Lloyds Banking Group has cheered a strong performance in 2016 as it revealed annual profits more than doubled to £4.24bn.
The taxpayer-backed lender said bottom line profits surged last year from the £1.64bn reported in 2015 as it saw lower costs of compensation for the payment protection insurance (PPI) scandal.
Lloyds - in which the Government has less than 5 per cent after selling down its stake - said its performance was “inextricably linked to the health of the UK economy, which has been more resilient than the market expected post (Brexit) referendum”.
A remuneration report released by Lloyds also shows that chief executive Antonio Horta-Osorio’s total pay package was cut from £8.7m in 2015 to £5.5m last year.
The reduction is due to a cut in his long-term shares award following the Brexit vote, which hit the company’s stock.
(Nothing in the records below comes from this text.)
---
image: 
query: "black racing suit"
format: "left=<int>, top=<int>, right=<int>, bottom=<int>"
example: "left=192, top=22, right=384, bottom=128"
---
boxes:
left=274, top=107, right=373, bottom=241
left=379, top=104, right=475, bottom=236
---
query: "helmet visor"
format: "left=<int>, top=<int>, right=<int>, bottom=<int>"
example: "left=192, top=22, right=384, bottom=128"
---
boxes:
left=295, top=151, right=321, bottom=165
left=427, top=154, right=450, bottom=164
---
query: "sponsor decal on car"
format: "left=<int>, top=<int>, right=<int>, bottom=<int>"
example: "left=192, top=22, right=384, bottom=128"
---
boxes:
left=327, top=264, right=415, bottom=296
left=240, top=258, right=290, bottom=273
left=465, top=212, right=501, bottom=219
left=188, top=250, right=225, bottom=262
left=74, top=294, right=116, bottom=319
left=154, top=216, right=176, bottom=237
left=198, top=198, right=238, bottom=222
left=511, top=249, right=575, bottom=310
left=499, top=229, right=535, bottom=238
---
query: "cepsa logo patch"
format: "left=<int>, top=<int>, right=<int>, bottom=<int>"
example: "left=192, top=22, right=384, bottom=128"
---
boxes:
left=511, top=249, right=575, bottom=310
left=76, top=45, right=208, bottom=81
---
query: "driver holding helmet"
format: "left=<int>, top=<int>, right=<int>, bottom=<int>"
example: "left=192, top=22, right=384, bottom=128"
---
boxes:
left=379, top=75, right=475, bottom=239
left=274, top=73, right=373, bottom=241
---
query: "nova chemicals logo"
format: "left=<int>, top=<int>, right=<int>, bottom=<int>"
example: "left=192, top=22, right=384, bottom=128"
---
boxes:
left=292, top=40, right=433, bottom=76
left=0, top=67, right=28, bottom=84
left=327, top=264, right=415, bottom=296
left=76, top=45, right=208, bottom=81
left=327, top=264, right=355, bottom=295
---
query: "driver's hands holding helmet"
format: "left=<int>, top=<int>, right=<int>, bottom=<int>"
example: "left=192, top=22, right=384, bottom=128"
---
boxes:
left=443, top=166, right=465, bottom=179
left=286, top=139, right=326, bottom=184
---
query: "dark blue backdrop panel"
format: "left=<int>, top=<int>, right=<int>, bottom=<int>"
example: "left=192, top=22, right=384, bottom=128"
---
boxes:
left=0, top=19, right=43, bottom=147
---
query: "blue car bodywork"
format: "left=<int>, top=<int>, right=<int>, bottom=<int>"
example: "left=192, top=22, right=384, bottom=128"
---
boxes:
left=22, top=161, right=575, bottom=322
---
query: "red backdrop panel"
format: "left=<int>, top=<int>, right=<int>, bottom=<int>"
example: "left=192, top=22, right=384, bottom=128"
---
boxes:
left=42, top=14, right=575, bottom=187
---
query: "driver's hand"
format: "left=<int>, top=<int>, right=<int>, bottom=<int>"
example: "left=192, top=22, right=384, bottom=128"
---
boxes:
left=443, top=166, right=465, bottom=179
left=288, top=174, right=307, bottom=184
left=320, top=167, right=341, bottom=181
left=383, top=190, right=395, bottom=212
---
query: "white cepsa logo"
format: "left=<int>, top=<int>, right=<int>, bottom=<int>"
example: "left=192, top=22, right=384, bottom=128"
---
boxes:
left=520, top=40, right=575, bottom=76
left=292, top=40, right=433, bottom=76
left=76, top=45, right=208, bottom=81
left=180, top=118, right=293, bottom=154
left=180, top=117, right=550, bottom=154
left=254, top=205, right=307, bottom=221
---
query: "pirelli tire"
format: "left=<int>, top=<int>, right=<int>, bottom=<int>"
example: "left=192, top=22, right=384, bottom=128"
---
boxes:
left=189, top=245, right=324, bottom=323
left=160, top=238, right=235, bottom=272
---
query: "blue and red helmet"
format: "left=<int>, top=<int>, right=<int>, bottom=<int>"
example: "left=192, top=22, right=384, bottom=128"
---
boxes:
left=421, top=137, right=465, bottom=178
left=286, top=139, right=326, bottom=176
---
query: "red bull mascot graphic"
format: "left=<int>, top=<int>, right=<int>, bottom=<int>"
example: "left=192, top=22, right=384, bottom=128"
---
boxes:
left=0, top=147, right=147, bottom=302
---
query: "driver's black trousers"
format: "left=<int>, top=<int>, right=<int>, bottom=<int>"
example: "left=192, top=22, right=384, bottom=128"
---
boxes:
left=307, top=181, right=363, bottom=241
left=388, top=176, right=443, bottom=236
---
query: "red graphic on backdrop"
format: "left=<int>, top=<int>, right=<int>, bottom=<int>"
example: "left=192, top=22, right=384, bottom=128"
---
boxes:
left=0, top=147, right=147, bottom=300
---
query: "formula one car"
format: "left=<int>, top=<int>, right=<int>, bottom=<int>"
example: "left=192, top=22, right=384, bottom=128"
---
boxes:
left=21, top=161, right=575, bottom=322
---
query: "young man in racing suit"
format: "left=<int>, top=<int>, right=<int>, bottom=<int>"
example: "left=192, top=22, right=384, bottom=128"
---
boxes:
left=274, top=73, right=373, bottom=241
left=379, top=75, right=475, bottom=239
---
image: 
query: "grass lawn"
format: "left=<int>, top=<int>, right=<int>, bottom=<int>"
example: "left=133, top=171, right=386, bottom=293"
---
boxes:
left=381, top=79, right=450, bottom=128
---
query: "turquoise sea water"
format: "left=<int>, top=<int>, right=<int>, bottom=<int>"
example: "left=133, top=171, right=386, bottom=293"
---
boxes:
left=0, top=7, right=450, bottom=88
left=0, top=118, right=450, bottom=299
The incentive payout fell from £5.18m in 2015 to £1.58m last year.
But the Portuguese saw his short-term bonus rise from £850,000 to £1.2m.
His base salary will increase by 8 per cent in 2017 to £1.2m, the first raise since he joined in 2011.
The group increased its total bonus pool to £392.9m from £353.7m.
Chairman Lord Blackwell said: “Our approach to reward aims to provide a clear link between remuneration and delivery of the group’s key strategic objectives, namely, becoming the best bank for customers whilst delivering long-term, superior and sustainable returns to shareholders.
“The awards announced today recognise our further progress against our strategic objectives. The progressive return of the group to private ownership, the resumption of dividends since 2014 and our strong capital and balance sheet position are testament to the hard work of all colleagues to transform and simplify our business.”